Are you in charge of backups? I have been in IT for most of my working life and I have heard lots of ideas and thoughts about backups and recovery. After a while it starts to sound like a bunch of noise that you likely just tune out. What do you really know about your backups? I will try to streamline the conversation here, however note a good backup strategy could take weeks or even months to get vetted and tested. A solid backup strategy isn’t something you complete once and never go back to and reevaluate; it should be a living breathing thing. After all isn’t your company, your network, and your data ever changing? So should your backup strategy.
1. Most people set their backups running and never give it another thought and expect some tornado siren to go off, to tell you that there is something wrong. My car dings at me incessantly if I don’t have a seatbelt on 2 seconds after I start the engine; why wouldn’t my backup system(s)?
2. We give the job away. Backups are typically given to the “new guy” or the most junior of administrators, because we hate dealing with them: they are boring, meticulous, time consuming and we want to do cool/more “important” stuff. I would tell you unless that person has truly vested interest in the company, you need to have a close eye on this process.
3. We don’t think it’s that big of a deal. Would you get fired if you couldn’t recover data? Maybe not, but according to a Gartner report from a few years back only 6% of companies survive after a “major loss of computer records.” Now I think that is the extreme case but many of the other sources I reviewed didn’t give you much better odds, less than 20%. So even if you keep your job after a major catastrophe will your company that employs you survive? Yeah, backups/restores are that important!
4. The Tools. I have seen it all, from having a backup tool for each “kind of data” to one massively complicated tool that you have to go to a week’s worth of training to learn how to use. If you have too many tools, you have added layers of complication that will need to be explained and that may delay your restoration. If you have one massive tool that helps, because you only have one place to look, but it may be too complicated to use if you are not the one to restore the data. Any one of these options can work, but what if you were not around? Would someone else be able to easily step in and restore the data? Keep it as simple as possible!
1. How important is your data?
2. When was the last time your data was fully and successfully backed up?
3. When was the last time you tried to restore your data?
4. Was the restore successful?
5. Were you happy with the time it took to restore?
6. If you weren’t there would someone else be able to restore the data?
Right now some of you are saying well “I am in the cloud I have nothing to worry about.” Think again.
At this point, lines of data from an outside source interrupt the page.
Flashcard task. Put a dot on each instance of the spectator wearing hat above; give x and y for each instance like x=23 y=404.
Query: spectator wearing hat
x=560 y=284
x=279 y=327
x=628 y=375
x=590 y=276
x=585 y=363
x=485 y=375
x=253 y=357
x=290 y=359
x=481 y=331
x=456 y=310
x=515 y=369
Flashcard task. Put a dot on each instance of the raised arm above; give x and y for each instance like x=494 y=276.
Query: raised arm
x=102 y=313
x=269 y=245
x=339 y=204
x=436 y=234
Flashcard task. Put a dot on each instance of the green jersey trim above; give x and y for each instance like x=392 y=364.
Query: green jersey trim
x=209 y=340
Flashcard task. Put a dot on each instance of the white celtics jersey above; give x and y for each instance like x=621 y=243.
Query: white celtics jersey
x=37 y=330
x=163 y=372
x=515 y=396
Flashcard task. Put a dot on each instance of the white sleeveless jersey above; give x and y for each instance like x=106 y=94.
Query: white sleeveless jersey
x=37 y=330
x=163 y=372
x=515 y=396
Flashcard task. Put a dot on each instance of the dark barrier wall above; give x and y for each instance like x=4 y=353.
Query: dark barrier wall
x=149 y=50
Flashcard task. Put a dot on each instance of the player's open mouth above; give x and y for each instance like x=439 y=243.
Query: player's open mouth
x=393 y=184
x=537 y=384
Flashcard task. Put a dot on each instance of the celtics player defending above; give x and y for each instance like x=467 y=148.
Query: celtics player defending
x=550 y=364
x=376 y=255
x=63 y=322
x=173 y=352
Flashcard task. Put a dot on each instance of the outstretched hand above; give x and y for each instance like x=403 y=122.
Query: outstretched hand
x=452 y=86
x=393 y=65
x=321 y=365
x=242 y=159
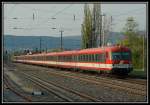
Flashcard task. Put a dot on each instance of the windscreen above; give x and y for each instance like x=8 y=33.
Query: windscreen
x=121 y=55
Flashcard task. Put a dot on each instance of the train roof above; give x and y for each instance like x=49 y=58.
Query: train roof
x=85 y=51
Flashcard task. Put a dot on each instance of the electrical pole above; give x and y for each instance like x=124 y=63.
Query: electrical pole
x=40 y=44
x=104 y=28
x=61 y=39
x=100 y=43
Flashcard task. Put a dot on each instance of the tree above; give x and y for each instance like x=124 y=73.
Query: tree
x=86 y=28
x=134 y=41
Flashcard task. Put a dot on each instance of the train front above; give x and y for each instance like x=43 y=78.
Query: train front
x=121 y=60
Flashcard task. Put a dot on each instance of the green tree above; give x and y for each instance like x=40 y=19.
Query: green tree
x=86 y=28
x=134 y=41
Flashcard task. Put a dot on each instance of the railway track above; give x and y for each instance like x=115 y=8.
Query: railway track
x=115 y=84
x=131 y=88
x=12 y=89
x=46 y=84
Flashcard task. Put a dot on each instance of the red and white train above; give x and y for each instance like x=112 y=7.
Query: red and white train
x=112 y=59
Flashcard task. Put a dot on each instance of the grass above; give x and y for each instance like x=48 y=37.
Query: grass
x=139 y=73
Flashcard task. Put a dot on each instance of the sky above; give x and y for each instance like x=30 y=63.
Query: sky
x=36 y=19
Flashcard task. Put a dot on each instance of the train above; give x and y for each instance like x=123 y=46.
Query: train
x=108 y=59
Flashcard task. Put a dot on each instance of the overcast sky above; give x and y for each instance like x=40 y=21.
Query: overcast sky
x=64 y=14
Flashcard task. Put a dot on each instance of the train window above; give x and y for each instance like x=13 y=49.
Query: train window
x=83 y=57
x=89 y=57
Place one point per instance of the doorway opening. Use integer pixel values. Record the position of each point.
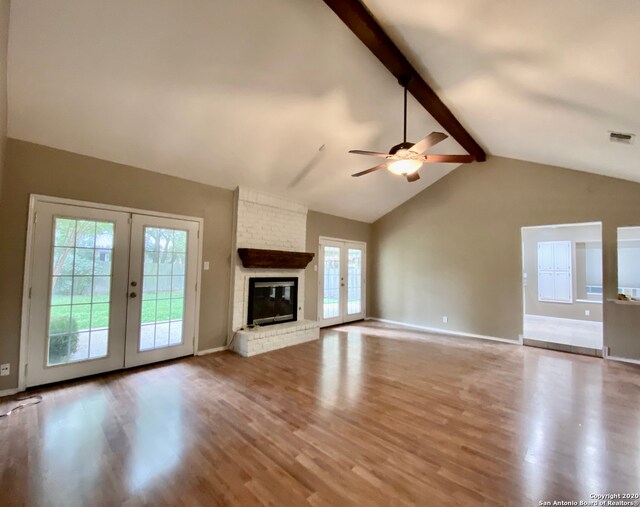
(562, 287)
(106, 288)
(341, 281)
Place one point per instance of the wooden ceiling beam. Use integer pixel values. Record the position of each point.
(364, 25)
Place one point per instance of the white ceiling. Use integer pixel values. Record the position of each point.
(541, 80)
(224, 93)
(245, 92)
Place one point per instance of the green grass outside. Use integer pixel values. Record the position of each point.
(169, 306)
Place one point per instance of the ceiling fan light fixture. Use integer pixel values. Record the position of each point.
(405, 166)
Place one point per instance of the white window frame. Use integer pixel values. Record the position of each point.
(556, 269)
(34, 199)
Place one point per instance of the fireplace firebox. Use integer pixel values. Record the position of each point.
(272, 301)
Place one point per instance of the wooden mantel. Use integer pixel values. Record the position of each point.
(274, 259)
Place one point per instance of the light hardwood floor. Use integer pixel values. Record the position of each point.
(579, 333)
(370, 414)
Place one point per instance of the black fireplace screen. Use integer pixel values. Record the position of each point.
(272, 300)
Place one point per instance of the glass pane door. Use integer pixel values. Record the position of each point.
(163, 284)
(331, 276)
(342, 281)
(77, 317)
(162, 289)
(81, 272)
(354, 275)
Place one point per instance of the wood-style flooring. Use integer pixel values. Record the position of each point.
(370, 414)
(577, 333)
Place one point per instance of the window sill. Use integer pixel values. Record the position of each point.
(622, 302)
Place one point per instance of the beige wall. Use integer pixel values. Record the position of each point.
(321, 224)
(4, 42)
(575, 310)
(37, 169)
(455, 248)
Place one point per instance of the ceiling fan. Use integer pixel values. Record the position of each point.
(405, 159)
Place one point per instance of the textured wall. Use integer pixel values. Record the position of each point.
(455, 248)
(4, 43)
(37, 169)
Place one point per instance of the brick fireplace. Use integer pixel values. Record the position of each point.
(270, 222)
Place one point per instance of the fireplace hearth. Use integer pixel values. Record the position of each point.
(272, 301)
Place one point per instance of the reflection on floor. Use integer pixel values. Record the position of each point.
(370, 414)
(579, 333)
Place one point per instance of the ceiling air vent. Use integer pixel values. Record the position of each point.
(621, 137)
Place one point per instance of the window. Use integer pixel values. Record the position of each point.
(554, 271)
(588, 262)
(629, 263)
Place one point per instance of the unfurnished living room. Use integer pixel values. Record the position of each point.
(319, 252)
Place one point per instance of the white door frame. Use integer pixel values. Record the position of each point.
(35, 199)
(346, 243)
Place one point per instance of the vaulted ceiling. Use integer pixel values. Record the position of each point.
(246, 92)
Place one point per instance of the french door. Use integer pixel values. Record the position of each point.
(341, 281)
(109, 290)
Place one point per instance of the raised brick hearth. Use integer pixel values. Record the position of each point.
(268, 222)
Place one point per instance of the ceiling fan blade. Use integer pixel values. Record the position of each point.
(429, 141)
(371, 153)
(458, 159)
(370, 170)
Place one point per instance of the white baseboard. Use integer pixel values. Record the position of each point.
(211, 351)
(9, 392)
(447, 332)
(620, 359)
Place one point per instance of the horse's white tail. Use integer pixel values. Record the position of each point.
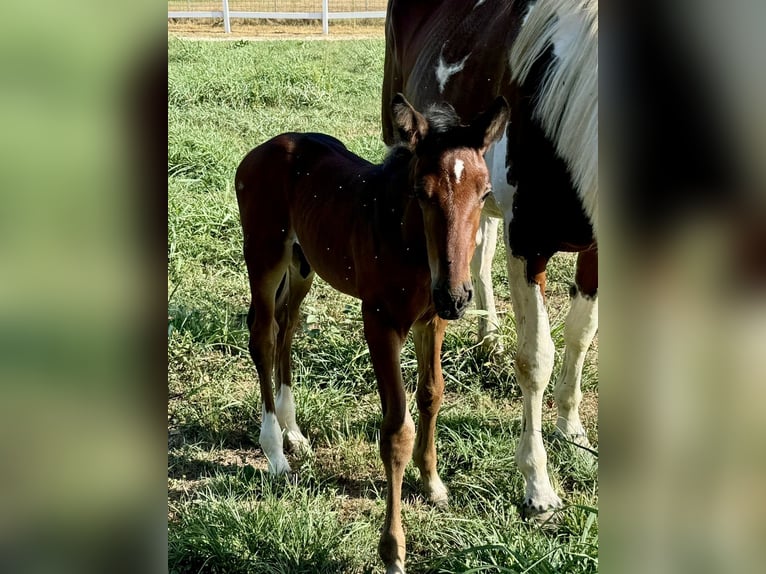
(567, 101)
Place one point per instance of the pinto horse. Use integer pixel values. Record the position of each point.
(399, 236)
(542, 56)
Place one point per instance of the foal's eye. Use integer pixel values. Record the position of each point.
(419, 193)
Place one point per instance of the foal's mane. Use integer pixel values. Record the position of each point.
(567, 99)
(444, 131)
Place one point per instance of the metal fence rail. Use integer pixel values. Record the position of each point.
(323, 13)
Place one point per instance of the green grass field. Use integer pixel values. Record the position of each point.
(225, 514)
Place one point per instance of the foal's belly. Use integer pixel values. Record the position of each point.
(388, 281)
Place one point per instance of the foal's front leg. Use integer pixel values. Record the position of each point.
(428, 336)
(397, 433)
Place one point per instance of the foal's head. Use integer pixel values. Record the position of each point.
(450, 181)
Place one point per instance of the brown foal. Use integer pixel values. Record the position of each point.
(399, 236)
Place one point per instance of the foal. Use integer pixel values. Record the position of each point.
(399, 236)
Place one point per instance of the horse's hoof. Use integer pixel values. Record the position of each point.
(576, 439)
(492, 347)
(298, 443)
(542, 511)
(440, 502)
(279, 466)
(436, 493)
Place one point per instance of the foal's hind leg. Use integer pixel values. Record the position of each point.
(266, 267)
(296, 285)
(428, 336)
(580, 327)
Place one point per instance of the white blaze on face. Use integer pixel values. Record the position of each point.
(459, 165)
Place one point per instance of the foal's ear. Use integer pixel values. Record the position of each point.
(410, 123)
(490, 124)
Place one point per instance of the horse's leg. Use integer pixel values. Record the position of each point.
(397, 433)
(297, 284)
(533, 366)
(266, 267)
(580, 327)
(481, 273)
(429, 336)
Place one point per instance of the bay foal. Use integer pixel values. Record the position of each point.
(399, 236)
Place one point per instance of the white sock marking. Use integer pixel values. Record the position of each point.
(271, 443)
(534, 363)
(285, 407)
(579, 329)
(459, 165)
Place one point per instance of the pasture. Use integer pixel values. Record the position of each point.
(225, 514)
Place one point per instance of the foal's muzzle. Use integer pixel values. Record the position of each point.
(452, 303)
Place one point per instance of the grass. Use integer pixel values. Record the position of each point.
(225, 513)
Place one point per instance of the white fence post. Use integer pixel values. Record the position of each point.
(325, 18)
(226, 21)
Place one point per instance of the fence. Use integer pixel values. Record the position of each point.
(207, 9)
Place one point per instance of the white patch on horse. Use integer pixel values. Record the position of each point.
(444, 71)
(271, 443)
(533, 366)
(285, 407)
(565, 35)
(567, 97)
(459, 165)
(526, 14)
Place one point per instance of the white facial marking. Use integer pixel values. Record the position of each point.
(444, 71)
(459, 165)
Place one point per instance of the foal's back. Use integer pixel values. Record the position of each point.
(354, 222)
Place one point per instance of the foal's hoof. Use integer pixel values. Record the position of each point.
(279, 466)
(576, 439)
(436, 492)
(492, 347)
(298, 443)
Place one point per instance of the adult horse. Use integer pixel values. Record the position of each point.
(543, 57)
(399, 236)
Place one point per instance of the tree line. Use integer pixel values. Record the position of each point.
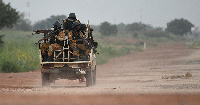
(12, 19)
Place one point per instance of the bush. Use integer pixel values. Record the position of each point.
(19, 53)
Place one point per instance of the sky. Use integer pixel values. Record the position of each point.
(153, 12)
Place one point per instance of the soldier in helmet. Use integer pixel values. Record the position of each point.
(77, 41)
(57, 39)
(47, 43)
(67, 23)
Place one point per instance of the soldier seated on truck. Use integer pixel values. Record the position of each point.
(67, 23)
(78, 43)
(57, 39)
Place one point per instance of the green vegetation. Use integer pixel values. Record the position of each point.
(19, 53)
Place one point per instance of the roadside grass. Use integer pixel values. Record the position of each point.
(20, 54)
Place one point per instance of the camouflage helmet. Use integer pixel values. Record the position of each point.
(57, 23)
(75, 24)
(72, 15)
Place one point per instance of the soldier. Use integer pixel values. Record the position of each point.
(67, 23)
(57, 39)
(78, 43)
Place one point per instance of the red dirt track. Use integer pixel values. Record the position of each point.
(134, 79)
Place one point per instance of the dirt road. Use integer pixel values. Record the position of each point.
(154, 76)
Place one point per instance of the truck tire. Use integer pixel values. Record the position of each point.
(45, 80)
(89, 78)
(94, 76)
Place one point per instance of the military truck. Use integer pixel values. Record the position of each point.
(63, 64)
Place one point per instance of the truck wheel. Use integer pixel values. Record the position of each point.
(89, 78)
(45, 80)
(94, 76)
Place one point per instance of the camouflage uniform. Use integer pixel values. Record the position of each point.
(78, 43)
(58, 44)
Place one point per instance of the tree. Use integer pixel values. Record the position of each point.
(8, 16)
(23, 24)
(108, 29)
(48, 23)
(179, 26)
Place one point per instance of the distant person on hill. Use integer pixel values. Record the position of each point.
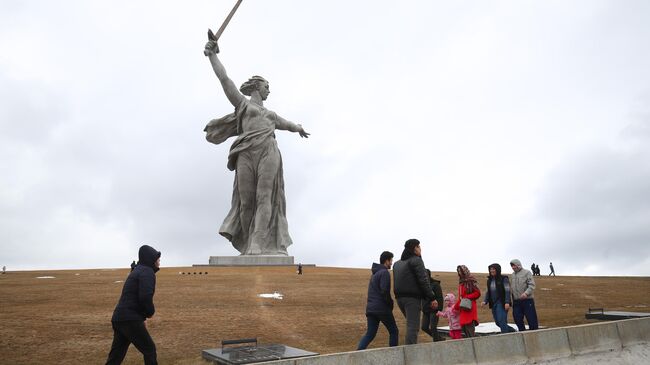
(497, 296)
(522, 285)
(467, 289)
(134, 307)
(380, 304)
(429, 317)
(453, 315)
(412, 288)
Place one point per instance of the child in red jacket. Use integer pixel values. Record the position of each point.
(467, 288)
(453, 315)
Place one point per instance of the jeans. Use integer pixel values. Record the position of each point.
(524, 308)
(411, 308)
(501, 317)
(131, 332)
(373, 325)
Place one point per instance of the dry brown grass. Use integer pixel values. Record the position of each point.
(66, 320)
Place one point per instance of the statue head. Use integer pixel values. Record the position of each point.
(255, 83)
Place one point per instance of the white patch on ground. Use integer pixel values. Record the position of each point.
(275, 295)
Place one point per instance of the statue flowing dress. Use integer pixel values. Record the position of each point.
(260, 225)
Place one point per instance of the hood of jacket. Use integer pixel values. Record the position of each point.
(148, 256)
(377, 267)
(516, 263)
(450, 298)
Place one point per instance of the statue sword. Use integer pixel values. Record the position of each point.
(214, 37)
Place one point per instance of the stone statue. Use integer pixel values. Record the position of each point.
(257, 222)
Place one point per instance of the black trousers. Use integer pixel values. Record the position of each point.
(131, 332)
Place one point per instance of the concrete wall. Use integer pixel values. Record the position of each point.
(614, 343)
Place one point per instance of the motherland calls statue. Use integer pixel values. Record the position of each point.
(257, 222)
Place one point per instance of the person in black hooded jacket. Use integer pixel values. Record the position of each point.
(498, 296)
(380, 303)
(412, 288)
(134, 307)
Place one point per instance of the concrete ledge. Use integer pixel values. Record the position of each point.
(623, 342)
(547, 344)
(382, 356)
(632, 332)
(493, 349)
(450, 352)
(594, 337)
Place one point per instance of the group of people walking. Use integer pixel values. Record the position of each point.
(536, 272)
(419, 297)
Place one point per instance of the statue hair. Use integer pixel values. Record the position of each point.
(251, 85)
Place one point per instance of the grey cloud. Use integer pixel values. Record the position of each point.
(594, 209)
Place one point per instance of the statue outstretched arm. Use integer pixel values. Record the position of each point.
(229, 87)
(283, 124)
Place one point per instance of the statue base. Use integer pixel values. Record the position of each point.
(250, 260)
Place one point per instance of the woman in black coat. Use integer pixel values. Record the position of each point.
(134, 307)
(497, 296)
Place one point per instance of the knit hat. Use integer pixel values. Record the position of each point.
(450, 298)
(515, 262)
(411, 244)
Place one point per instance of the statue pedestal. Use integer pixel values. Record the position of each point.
(250, 260)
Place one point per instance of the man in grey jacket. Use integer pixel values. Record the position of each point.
(522, 286)
(412, 288)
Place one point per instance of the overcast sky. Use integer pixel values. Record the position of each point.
(488, 130)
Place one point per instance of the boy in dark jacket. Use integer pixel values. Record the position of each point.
(412, 288)
(134, 307)
(380, 303)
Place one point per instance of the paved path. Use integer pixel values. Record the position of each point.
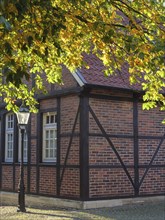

Just last week I had an Amazon AWS instance fail on me. I couldn’t get into the machine and the data was corrupt. I got a cute little email from Amazon that said “We are sorry.” In this I was lucky because it was a test machine that I didn’t care if I lost the data, but what if it had been data I did care about? The cloud is many things, but it is not perfect.
A Starting Point:
If you can’t quickly answer the questions above let’s try and correct that. Keep it simple and start with the basics. Don’t get bogged down in the “what if” just yet. You need to work through the things you can control first. I have included a base outline for you to work from:
Let’s walk through the columns.
What is the system you are backing up? I would put lots of info in here. DNS name, IP address, the types of data (General files, SQL, Exchange, etc.), where it resides (your office, the cloud, a data center, etc.) You need to know what kind of data is there so that you know that your backup objectives are being met.
RPO (Recovery Point Objective):
How much data can you lose and be “okay?” Everyone is going to say well zero. Understand you can get very close to zero if not completely achieve it but there is a significant cost associated to that. You need to know how much data you can lose and still survive (one, five, twenty minutes, one day, one month).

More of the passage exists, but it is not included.